Perhaps it is as clumsy to speak of “nuclear weapons” as it is about “abortion.” Nuance is never more important than on big moral questions. “Abortion” does not distinguish among its various kinds: spontaneous abortion, therapeutic abortion, and the widespread abortion-on-demand that was legalized by Roe v. Wade. Similarly, the phrase “nuclear weapons” fails to express how this technology is unlike any other instrument of war. They are in a category of their own. “Not only is their power beyond imagination, but they are still the first and only weapons capable of eradicating human civilization,” writes Thomas M. Nichols, professor at the U.S. Naval War College, in his book, No Use: Nuclear Weapons and National Security.
For my own part, I can say that I am not a pacifist, and that I believe in the notion of a just war. But it is exceedingly difficult, if not impossible, to uphold even the broadest principles of just war—discrimination and proportionality—with weapons as clumsy and devastating as nuclear arms.
Nuclear weapons have always seemed, like some see abortion, I suppose, as necessary and inevitable. Most civilized people likely wish the atomic bomb had never been invented. Yet since technology can never be un-invented, we seem as a society to want our nuclear weapons the way we want abortion: safe, legal, and rare. We don’t like either, but we imagine ourselves better off in having recourse to such means if needed.
While technology can’t be un-invented, it can be made obsolete—usually by better technology, but in some cases, by shifts in culturally shaped desires. After the iPod was invented, no one wanted a boom box. After the Reign of Terror, the guillotine lost its charm. In the midst of the Cold War, negotiation was desired infinitely more than war. The desire to be peacemakers transforms our very way of thinking, being, and acting. Who among us would prefer cure over prevention?
Yes, worldwide nuclear disarmament is almost as hard to imagine as a world without war—or abortion or poverty or hatred. But it’s not impossible. And it must be sought before it can be found.

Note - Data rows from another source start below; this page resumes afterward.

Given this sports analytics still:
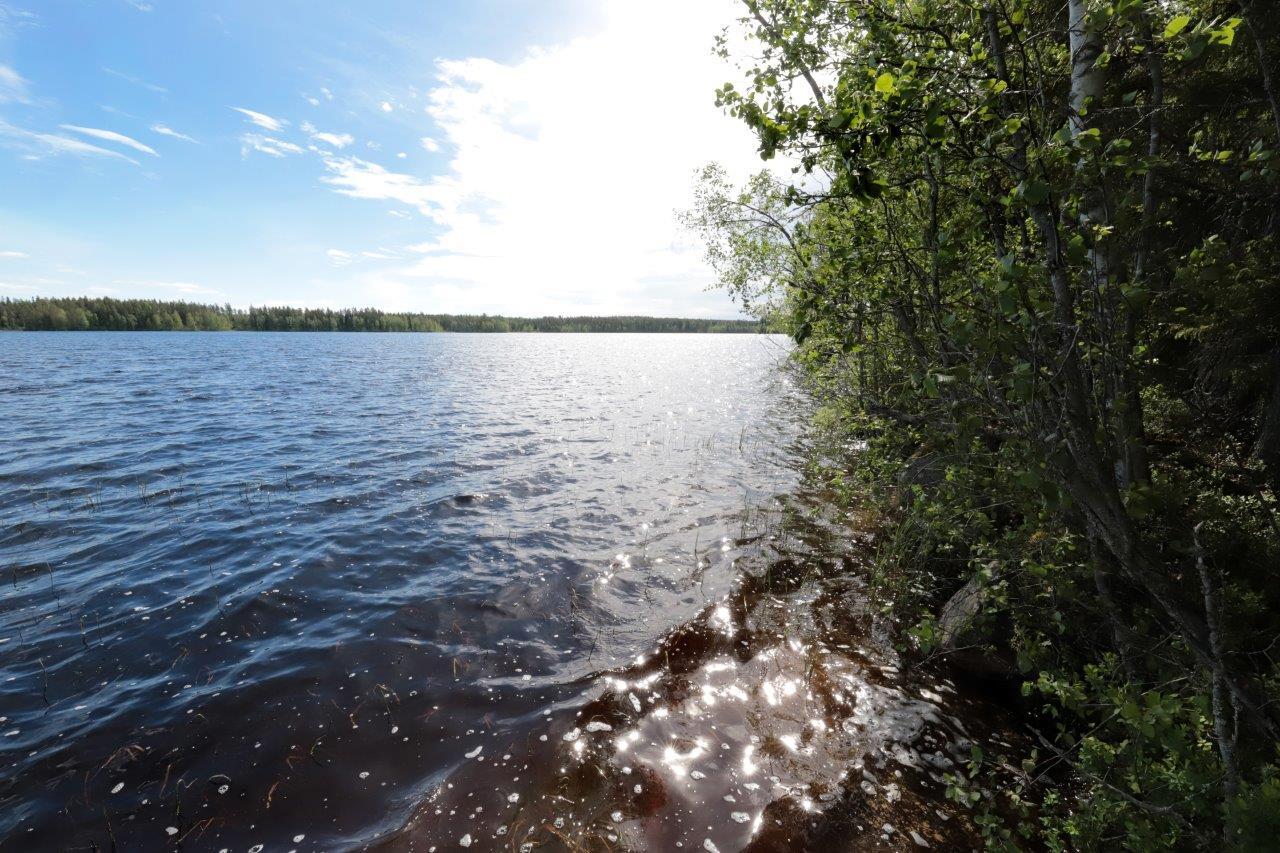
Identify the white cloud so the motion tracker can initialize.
[0,119,141,165]
[0,65,28,104]
[302,122,356,149]
[323,0,762,315]
[232,106,288,133]
[59,124,160,158]
[111,279,223,296]
[102,68,169,95]
[241,133,302,158]
[151,124,200,143]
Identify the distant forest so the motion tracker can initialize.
[0,297,764,333]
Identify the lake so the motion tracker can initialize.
[0,333,997,852]
[0,333,797,849]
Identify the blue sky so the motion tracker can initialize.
[0,0,759,316]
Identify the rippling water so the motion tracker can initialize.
[0,333,799,850]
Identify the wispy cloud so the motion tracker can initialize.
[232,106,288,133]
[320,158,435,216]
[0,65,29,104]
[321,0,762,314]
[0,120,141,165]
[59,124,160,158]
[102,65,169,95]
[241,133,302,158]
[325,248,403,266]
[151,124,200,145]
[302,122,356,149]
[111,278,223,296]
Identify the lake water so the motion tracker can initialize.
[0,333,1008,852]
[0,333,797,849]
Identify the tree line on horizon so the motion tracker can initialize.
[0,297,764,333]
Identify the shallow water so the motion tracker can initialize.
[0,333,803,850]
[0,333,1011,853]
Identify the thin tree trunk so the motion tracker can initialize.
[1192,521,1240,819]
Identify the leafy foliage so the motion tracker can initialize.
[690,0,1280,850]
[0,298,762,333]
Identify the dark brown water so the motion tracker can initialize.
[0,333,1018,852]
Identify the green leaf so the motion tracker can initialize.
[1165,15,1192,38]
[1021,181,1048,205]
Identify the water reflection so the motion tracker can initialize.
[385,492,1024,850]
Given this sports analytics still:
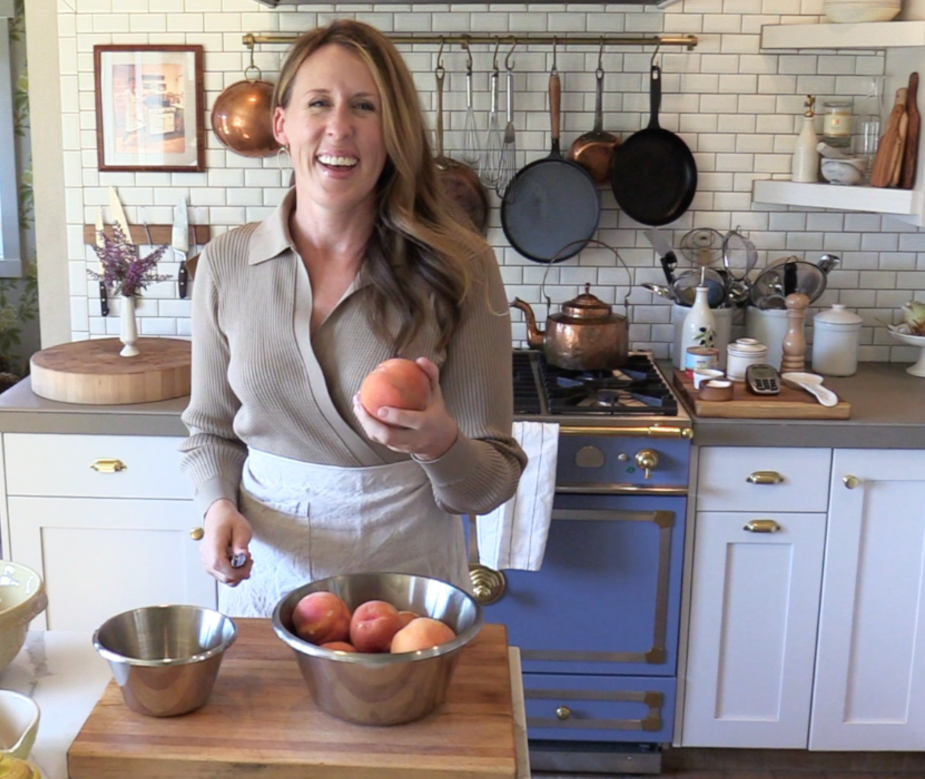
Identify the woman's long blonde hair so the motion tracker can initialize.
[273,19,489,354]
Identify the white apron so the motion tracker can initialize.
[218,449,471,617]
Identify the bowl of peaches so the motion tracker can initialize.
[273,573,482,725]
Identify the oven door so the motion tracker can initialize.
[476,493,687,676]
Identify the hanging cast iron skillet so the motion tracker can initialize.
[610,65,697,227]
[501,65,601,263]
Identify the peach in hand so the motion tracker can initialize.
[292,592,350,644]
[350,600,401,652]
[360,357,430,418]
[390,617,456,654]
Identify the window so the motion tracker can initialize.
[0,0,22,278]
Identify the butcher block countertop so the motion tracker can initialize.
[0,360,925,449]
[0,620,530,779]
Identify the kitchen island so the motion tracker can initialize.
[0,630,530,779]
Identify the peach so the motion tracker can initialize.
[292,592,350,644]
[360,357,430,424]
[321,641,356,652]
[398,611,421,627]
[390,617,456,654]
[350,600,401,652]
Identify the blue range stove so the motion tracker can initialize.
[480,351,691,773]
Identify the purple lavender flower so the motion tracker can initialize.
[87,222,170,297]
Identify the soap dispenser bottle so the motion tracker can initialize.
[791,95,819,184]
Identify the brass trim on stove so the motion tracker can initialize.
[520,509,676,665]
[556,484,689,497]
[524,689,665,732]
[559,425,694,439]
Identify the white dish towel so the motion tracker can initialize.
[476,422,559,571]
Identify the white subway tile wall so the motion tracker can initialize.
[58,0,925,362]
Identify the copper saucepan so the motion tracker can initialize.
[212,68,280,157]
[434,64,488,235]
[568,58,620,184]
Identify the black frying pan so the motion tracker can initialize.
[501,67,601,262]
[610,65,697,226]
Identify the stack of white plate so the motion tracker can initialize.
[825,0,902,24]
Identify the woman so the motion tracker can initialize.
[183,20,526,616]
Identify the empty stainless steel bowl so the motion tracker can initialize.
[93,606,238,717]
[273,573,482,725]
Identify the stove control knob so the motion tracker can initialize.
[636,449,658,479]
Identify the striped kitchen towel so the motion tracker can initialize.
[476,422,559,571]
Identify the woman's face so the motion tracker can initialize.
[273,44,387,212]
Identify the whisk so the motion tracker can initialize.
[495,44,517,202]
[461,40,481,168]
[479,45,501,187]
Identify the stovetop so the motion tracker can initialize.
[512,350,687,421]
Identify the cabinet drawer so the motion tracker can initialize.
[524,673,675,742]
[3,433,193,499]
[697,446,832,512]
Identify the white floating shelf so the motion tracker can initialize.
[761,22,925,49]
[752,180,920,221]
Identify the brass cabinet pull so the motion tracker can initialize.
[635,449,658,479]
[742,519,780,533]
[469,563,507,606]
[90,459,128,473]
[745,471,784,484]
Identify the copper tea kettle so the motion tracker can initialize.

To be sure, those of us in the police wagon all those years ago weren’t naïve enough to think that by merely protesting abortion we could end the practice completely. But we did hope that by raising social consciousness on the issue, we might shift, even if only a bit, social desires. All these years later, the latest figures from the Centers for Disease Control show that the percentage of U.S. pregnancies ending in abortion has reached “historic lows” by all measures. Perhaps we have created a society that makes abortion less desirable.
Perhaps we can create a society with a diminished appetite for nuclear weapons—and all war against human life—as well.